Dog agility was born in 1977 in England at the Crufts Dog Show. The idea stemmed from the need to keep the audience entertained during the show intermission, and since then doggy show-jumping hasn’t stopped attracting fans.
What does Dog agility consist of?
The dog must get through a circuit made up of a series of obstacles, helped by instructions from their owner, within a time limit set by a judge.
In agility, the owner is in charge of showing the dog where to go, so it is very important for the dog to respond well to certain commands such as sit, lie down, stay, and be able to follow specific hand instructions.

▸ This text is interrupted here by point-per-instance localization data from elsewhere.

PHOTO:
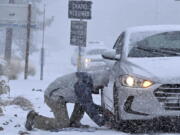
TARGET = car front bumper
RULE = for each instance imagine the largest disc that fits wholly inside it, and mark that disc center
(156, 101)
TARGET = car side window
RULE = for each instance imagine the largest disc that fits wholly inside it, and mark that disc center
(119, 43)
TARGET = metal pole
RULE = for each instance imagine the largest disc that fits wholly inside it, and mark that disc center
(8, 45)
(27, 42)
(42, 49)
(79, 68)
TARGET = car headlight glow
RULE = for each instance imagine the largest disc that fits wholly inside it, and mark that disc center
(87, 60)
(134, 82)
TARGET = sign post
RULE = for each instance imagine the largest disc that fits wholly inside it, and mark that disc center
(42, 48)
(79, 10)
(8, 44)
(27, 42)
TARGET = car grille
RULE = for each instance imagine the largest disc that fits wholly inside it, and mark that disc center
(169, 96)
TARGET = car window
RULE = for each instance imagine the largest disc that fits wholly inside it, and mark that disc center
(119, 43)
(163, 44)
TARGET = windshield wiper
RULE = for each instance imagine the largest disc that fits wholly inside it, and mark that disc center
(174, 50)
(157, 51)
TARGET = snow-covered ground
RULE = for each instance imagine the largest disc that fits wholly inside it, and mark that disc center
(57, 61)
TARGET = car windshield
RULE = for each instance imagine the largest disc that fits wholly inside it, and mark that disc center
(155, 44)
(95, 51)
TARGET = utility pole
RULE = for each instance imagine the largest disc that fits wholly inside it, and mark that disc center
(27, 42)
(8, 45)
(42, 49)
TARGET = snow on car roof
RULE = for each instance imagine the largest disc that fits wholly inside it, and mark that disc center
(154, 28)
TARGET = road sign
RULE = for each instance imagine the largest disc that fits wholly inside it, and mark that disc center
(15, 14)
(80, 9)
(78, 33)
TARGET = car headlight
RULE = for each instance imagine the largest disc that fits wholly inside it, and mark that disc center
(134, 82)
(87, 60)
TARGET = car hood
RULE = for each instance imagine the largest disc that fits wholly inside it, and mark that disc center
(162, 70)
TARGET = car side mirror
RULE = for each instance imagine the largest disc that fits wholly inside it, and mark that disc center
(111, 55)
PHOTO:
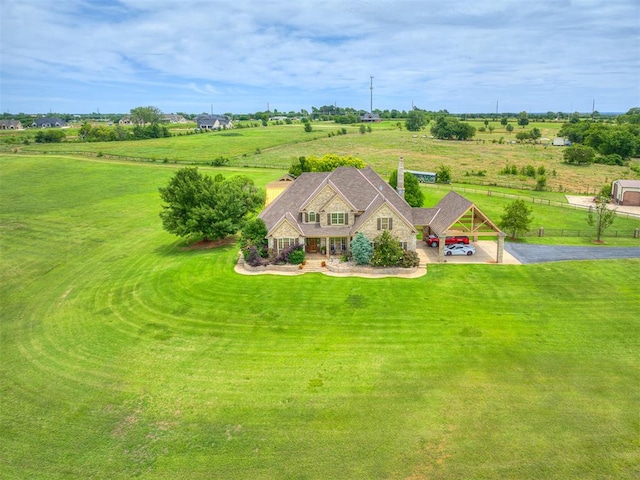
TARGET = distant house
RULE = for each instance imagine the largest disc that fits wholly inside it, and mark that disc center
(48, 122)
(10, 125)
(214, 122)
(626, 192)
(561, 142)
(173, 118)
(324, 211)
(370, 117)
(423, 177)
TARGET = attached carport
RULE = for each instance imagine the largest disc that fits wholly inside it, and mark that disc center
(455, 215)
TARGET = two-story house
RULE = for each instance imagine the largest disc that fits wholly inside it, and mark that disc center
(324, 211)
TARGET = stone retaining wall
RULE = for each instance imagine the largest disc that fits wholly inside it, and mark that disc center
(361, 269)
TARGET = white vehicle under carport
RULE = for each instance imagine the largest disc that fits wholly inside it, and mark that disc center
(459, 249)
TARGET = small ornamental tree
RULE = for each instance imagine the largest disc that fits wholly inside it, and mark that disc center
(443, 174)
(254, 234)
(361, 249)
(416, 120)
(412, 191)
(516, 218)
(602, 217)
(387, 251)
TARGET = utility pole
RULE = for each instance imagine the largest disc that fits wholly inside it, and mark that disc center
(371, 88)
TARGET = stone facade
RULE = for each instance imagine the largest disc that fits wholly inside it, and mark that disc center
(400, 229)
(284, 230)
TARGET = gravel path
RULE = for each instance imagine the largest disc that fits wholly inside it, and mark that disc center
(557, 253)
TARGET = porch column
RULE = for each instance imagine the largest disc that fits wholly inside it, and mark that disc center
(500, 253)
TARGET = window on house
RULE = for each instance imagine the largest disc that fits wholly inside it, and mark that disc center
(385, 223)
(311, 217)
(338, 245)
(286, 242)
(337, 218)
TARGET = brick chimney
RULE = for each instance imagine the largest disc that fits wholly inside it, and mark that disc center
(400, 188)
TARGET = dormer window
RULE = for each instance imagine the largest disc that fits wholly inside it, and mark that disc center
(337, 218)
(311, 217)
(385, 223)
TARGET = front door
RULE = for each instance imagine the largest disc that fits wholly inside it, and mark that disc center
(312, 245)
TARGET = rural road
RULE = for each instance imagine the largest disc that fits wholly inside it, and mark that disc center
(556, 253)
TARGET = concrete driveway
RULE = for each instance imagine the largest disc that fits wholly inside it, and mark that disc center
(557, 253)
(486, 252)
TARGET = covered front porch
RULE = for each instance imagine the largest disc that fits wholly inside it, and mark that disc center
(327, 246)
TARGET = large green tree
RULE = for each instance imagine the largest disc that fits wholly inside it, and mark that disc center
(387, 251)
(601, 216)
(579, 155)
(326, 163)
(412, 191)
(448, 128)
(210, 209)
(516, 218)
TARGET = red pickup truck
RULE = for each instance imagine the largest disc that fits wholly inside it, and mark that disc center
(434, 240)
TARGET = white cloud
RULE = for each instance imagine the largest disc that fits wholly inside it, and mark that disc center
(434, 52)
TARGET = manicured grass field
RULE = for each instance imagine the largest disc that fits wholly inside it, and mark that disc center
(479, 160)
(124, 355)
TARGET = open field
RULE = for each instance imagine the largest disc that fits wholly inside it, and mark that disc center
(123, 354)
(479, 160)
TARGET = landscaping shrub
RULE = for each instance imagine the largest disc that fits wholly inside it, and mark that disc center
(361, 249)
(285, 255)
(387, 251)
(252, 256)
(410, 259)
(297, 256)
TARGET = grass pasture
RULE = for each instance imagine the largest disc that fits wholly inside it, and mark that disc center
(125, 355)
(479, 160)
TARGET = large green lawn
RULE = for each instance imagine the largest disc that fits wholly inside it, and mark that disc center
(479, 160)
(125, 355)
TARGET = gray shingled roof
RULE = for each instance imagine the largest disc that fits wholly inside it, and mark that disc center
(366, 191)
(449, 209)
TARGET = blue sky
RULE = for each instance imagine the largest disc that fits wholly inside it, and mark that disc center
(81, 56)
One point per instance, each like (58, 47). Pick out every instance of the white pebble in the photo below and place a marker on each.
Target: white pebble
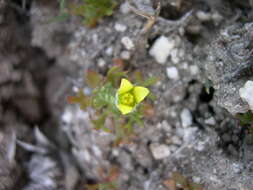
(160, 151)
(186, 118)
(246, 93)
(161, 49)
(120, 27)
(172, 73)
(127, 42)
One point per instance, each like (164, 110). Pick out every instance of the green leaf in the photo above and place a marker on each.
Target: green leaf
(150, 81)
(245, 118)
(114, 74)
(81, 99)
(99, 123)
(93, 79)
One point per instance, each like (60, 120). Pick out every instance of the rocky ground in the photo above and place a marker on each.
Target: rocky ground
(49, 144)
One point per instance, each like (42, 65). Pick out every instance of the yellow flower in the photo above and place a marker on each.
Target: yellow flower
(129, 96)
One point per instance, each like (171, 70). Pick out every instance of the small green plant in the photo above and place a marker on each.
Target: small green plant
(90, 10)
(178, 181)
(107, 182)
(117, 106)
(246, 120)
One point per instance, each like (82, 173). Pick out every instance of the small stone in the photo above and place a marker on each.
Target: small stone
(166, 126)
(160, 151)
(203, 16)
(127, 42)
(120, 27)
(124, 8)
(176, 140)
(226, 137)
(194, 69)
(246, 93)
(210, 121)
(175, 56)
(101, 62)
(217, 17)
(237, 168)
(125, 55)
(190, 134)
(109, 51)
(196, 179)
(161, 49)
(172, 73)
(186, 118)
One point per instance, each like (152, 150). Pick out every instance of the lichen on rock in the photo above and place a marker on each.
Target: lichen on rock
(229, 65)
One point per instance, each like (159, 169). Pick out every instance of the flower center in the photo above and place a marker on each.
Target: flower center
(127, 99)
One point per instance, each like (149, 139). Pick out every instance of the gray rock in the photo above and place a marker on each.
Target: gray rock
(229, 65)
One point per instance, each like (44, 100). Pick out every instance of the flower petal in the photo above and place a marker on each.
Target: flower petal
(125, 109)
(140, 93)
(125, 86)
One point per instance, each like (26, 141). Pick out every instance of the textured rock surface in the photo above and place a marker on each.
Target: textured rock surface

Certain breeds are more likely to stand out from others in agility, simply due to their genetic characteristics.
That said, the key to success in this sport lies in the coordination and nimbleness of the owner (and the relationship they have with their pooch), and as long as a dog is healthy and obedient, they should be a dab hand!
Consequently, it is not unusual to see a range of breeds, including mixed breeds, appearing on the podiums of renowned international competitions.
There are three categories in which your dog can compete, according to its size:
- S (for small dogs) below 35cm at the withers (the ridge between the shoulder blades).
- M (for medium dogs) between 35 cm and 43 cm at the withers.
- L (for large dogs) from 43 cm at the withers, and above.
The obstacles are classified in three categories:
- Jumps: hurdles, panel, spread and tire jump.
- Contact obstacles: seesaw, dog walk and crossover.
- Others: tunnel, collapsed tunnel, weave poles, long jump and pause table.
The benefits of doing agility with your dog (even if you’re not competing)
- It’s a good way to keep both of you in good shape
- You will learn to communicate better with your dog and vice versa.
- It’s a great opportunity for easily scared dogs to gain trust and self-confidence.
- You might get a spot on Britain’s Got Talent.